Ever needed to get all the urls from a string or a web page? No? Well, here is a script that will do it anyway. Basically it works on grabbbing anything beginning with http, or https, up to the next double comma ” or a space. The results are then returned in an array where you can extract them for your use. If you find a better regex to do this, let me know and we will use it.
<?php
$string = ‘<a href=”http://www.example.com”>Example.com</a> has many links with
examples <a href=”http://www.example.net/file.php”>links</a> to many sites and
even urls without links like http://www.example.org just to fill the gaps and
not to forget this one http://phpro.org/tutorials/Introduction-to-PHP-Regex.html
which has a space after it.
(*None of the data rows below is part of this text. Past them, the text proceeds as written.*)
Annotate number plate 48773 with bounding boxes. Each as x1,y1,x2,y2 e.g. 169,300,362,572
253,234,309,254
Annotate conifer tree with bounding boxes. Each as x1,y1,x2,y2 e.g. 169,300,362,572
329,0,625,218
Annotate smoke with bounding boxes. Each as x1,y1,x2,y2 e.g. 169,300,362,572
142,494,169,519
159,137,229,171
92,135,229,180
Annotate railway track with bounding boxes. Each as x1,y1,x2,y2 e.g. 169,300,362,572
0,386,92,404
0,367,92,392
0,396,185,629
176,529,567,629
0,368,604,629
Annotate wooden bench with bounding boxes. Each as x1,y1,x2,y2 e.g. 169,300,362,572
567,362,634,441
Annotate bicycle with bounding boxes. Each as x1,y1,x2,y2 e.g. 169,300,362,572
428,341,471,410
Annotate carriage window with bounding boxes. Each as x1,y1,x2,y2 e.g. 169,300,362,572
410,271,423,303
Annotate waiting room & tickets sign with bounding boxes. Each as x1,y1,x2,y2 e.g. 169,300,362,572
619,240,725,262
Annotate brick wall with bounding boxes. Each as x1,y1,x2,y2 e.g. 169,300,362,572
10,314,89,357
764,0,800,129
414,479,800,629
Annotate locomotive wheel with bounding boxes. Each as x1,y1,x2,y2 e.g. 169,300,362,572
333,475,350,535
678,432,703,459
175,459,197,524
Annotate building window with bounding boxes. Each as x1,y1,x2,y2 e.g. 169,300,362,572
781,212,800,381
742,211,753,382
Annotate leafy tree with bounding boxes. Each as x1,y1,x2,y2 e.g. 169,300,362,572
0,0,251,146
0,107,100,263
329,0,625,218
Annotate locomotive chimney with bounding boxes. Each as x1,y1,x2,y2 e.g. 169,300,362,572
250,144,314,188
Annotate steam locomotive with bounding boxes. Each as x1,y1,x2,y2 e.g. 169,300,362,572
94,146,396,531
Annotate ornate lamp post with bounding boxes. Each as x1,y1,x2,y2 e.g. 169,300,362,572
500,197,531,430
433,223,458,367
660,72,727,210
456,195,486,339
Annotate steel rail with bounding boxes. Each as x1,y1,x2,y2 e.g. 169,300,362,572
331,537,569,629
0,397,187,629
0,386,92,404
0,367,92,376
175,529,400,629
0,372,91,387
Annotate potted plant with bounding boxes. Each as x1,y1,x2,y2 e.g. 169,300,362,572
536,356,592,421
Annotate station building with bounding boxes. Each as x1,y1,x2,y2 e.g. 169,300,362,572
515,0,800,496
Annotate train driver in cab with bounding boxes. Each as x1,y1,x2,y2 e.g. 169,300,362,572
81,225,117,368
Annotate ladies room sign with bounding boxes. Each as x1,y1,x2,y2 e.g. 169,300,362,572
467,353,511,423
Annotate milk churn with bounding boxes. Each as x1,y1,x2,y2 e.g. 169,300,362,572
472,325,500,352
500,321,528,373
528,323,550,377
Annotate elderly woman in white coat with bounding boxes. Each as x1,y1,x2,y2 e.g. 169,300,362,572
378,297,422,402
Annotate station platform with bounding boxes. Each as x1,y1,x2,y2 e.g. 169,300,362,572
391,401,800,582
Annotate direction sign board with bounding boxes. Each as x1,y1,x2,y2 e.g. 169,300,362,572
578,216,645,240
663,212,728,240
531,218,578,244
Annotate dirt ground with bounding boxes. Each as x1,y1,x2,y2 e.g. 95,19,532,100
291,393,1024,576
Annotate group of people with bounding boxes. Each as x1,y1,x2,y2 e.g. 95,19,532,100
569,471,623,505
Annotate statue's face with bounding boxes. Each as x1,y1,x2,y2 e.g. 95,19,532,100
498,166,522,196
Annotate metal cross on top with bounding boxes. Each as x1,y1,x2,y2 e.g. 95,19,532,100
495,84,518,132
The script has been modifiied from its original so now
it grabs ssl such as https://www.example.com/file.php also’;
/**
*
* @get URLs from string (string maybe a url)
*
* @param string $string
*
* @return array
*
*/
function getUrls($string)
{
$regex = ‘/https?\:\/\/[^\” ]+/i’;
preg_match_all($regex, $string, $matches);
return ($matches[0]);
}
$urls = getUrls($string);
foreach($urls as $url)
{
echo $url.'<br />’;
}
?>
The above script will output a list of urls from the string like this..
http://www.example.com
http://www.example.net/file.php
http://www.example.org
http://phpro.org/tutorials/Introduction-to-PHP-Regex.html
https://www.example.com/file.php